Marthe, el patíbulo, el terciopelo —¿y qué iría a suceder... qué resultaría? ¿Una decapitación o una cita? Todo se confundió, pero volvió a abrir los ojos en un último parpadeo cuando se encendió la luz y Rodion entró en la celda en punta de pie, tomó de sobre la mesa el catálogo encuadernado en negro, salió, y se hizo la oscuridad.

CAPÍTULO VI

¿Qué era eso? —por entre todo lo terrible, nocturnal, ingobernable— ¿qué era esa cosa? Había sido lo último en hacerse a un lado, cediéndole paso de mala gana a los pesados, inmensos vagones del sueño, y ahora era lo primero en regresar apresuradamente —tan agradable, tan, tan agradable— hinchándose, haciéndose más preciso, envolviendo su corazón con calor: ¡Hoy viene Marthe!

En ese mismo instante Rodion trajo una carta color lila sobre una bandeja, tal como en las obras de teatro. Cincinnatus se encaramó en la cama y leyó lo siguiente: «¡Un millón de disculpas! ¡Una equivocación inexcusable! Al consultar el texto de la ley se descubrió que solamente puede concederse una entrevista una vez concluida la semana siguiente al proceso. Por lo tanto debemos postergarla hasta mañana. Nuestros mejores deseos, viejito, y cariños. Por aquí todo está igual, una preocupación tras otra, la pintura pedida para las casillas de los centinelas, otra vez resultó mala. Ya me había quejado una vez por escrito, pero sin resultado alguno.» Rodion, tratando de no mirar a Cincinnatus, recogía los platos sucios de la víspera. Debía ser un día triste; la luz que penetraba desde arriba era gris, y las oscuras ropas de cuero del compasivo Rodion, parecían húmedas y rígidas.

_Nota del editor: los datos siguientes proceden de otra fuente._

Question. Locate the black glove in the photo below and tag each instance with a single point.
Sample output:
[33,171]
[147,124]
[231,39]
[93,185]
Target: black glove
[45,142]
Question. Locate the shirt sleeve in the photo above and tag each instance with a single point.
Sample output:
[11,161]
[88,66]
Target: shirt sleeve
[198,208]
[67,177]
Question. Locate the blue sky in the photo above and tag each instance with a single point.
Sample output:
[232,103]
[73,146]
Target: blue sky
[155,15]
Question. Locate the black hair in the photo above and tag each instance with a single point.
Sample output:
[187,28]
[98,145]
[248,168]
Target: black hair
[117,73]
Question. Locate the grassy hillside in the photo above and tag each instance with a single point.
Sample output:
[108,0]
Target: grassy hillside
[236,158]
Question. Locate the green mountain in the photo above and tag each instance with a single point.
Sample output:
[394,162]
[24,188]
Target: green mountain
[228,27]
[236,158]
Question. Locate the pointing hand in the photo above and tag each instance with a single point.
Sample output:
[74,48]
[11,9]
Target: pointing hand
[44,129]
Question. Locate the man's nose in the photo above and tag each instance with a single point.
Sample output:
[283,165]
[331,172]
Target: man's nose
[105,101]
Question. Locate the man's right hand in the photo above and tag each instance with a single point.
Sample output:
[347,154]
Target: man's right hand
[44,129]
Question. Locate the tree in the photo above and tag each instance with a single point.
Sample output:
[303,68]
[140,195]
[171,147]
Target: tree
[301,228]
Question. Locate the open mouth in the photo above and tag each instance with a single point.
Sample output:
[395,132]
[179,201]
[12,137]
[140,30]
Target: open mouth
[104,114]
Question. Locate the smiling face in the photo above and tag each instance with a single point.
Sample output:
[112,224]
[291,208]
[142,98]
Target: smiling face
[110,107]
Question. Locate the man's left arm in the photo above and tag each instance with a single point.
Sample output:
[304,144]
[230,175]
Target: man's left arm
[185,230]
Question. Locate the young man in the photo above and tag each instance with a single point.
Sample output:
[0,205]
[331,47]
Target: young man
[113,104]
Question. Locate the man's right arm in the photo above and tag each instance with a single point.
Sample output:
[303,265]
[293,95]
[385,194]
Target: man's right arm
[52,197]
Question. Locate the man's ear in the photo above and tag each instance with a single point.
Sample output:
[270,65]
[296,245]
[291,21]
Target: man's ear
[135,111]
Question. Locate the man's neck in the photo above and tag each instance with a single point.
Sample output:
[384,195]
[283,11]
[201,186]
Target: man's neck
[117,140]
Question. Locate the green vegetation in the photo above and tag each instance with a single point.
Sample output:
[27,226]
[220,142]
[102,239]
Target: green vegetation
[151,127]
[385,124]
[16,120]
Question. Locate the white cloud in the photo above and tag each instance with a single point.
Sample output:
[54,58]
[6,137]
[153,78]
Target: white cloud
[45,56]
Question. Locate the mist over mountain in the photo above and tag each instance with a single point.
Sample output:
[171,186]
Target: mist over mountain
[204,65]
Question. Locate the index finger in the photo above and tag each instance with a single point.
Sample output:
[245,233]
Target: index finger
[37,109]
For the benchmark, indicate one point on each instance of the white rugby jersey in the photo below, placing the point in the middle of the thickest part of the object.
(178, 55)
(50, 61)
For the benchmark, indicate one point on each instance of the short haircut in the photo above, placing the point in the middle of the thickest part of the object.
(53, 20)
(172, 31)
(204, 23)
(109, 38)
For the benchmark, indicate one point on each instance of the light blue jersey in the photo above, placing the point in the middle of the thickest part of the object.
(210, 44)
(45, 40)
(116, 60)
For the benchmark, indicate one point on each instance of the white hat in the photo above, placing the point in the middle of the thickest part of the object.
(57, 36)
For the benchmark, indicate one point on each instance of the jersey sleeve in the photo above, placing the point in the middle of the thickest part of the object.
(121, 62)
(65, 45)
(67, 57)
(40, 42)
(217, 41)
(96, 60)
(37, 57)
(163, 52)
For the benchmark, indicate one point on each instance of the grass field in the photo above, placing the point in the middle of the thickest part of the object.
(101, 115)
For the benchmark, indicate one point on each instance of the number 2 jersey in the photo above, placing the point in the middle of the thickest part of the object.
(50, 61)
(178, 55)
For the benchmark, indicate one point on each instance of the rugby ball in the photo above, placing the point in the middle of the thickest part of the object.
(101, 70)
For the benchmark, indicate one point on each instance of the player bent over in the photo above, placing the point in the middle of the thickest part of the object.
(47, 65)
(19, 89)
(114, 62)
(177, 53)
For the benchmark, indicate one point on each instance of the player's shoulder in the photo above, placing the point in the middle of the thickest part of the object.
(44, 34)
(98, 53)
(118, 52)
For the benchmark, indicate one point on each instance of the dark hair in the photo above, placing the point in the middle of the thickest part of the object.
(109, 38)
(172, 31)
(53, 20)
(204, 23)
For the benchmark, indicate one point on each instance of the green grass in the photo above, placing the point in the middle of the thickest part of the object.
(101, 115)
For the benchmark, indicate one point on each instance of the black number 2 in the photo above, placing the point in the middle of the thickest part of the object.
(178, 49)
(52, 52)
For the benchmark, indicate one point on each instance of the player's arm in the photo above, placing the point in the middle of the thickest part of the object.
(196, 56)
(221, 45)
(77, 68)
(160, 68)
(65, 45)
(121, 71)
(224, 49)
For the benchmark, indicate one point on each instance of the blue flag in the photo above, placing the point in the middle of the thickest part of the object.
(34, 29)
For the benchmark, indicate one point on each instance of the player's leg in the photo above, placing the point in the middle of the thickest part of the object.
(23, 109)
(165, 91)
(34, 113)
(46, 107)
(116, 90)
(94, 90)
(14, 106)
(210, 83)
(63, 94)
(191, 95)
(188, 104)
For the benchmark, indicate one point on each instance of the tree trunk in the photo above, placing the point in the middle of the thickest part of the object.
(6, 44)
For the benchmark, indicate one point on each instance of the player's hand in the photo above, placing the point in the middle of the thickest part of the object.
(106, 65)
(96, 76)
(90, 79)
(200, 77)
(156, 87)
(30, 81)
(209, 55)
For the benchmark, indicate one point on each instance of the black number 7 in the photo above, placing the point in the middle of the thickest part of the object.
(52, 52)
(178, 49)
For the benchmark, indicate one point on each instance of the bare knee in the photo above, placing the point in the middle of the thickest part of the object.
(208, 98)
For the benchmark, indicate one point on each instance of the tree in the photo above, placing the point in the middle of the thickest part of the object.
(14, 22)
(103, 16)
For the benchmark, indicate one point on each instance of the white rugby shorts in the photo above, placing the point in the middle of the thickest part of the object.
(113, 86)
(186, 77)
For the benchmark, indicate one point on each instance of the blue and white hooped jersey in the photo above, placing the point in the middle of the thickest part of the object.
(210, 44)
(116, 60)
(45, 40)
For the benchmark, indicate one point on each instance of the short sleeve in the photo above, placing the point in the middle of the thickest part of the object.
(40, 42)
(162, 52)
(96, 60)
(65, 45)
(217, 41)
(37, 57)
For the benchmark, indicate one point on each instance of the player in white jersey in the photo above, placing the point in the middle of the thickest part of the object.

—¡Oh, bueno! —dijo Cincinnatus—, como ustedes quieran, como ustedes quieran... de todos modas yo soy impotente. —(El otro Cincinnatus... un poco más pequeño, lloraba hecho una bola)—. Está bien, que sea mañana. Pero quisiera pedirle que llame...

—Inmediatamente —le interrumpió Rodion con tal presteza que parecía no haber estado esperando otra cosa; estaba por partir, pero justo en ese momento el director, que aguardara impaciente junto a la puerta, apareció un instante demasiado pronto, de manera que chocaron.

Rodrig Ivanovich traía en la mano un calendario de pared y no sabía donde dejarlo.

—Un millón de disculpas —gritó—. ¡Una equivocación inexcusable! Al consultar el texto de la ley... —Habiendo repetido su mensaje al pie de la letra, Rodrig Ivanovich se sentó a los pies de Cincinnatus y añadió apresuradamente—: En tal caso usted puede elevar una queja, pero considero un deber prevenirle que el próximo congreso se reunirá en el otoño y para ese entonces, mucha agua, y no solo agua, habrá pasado por encima de la represa. ¿Está claro?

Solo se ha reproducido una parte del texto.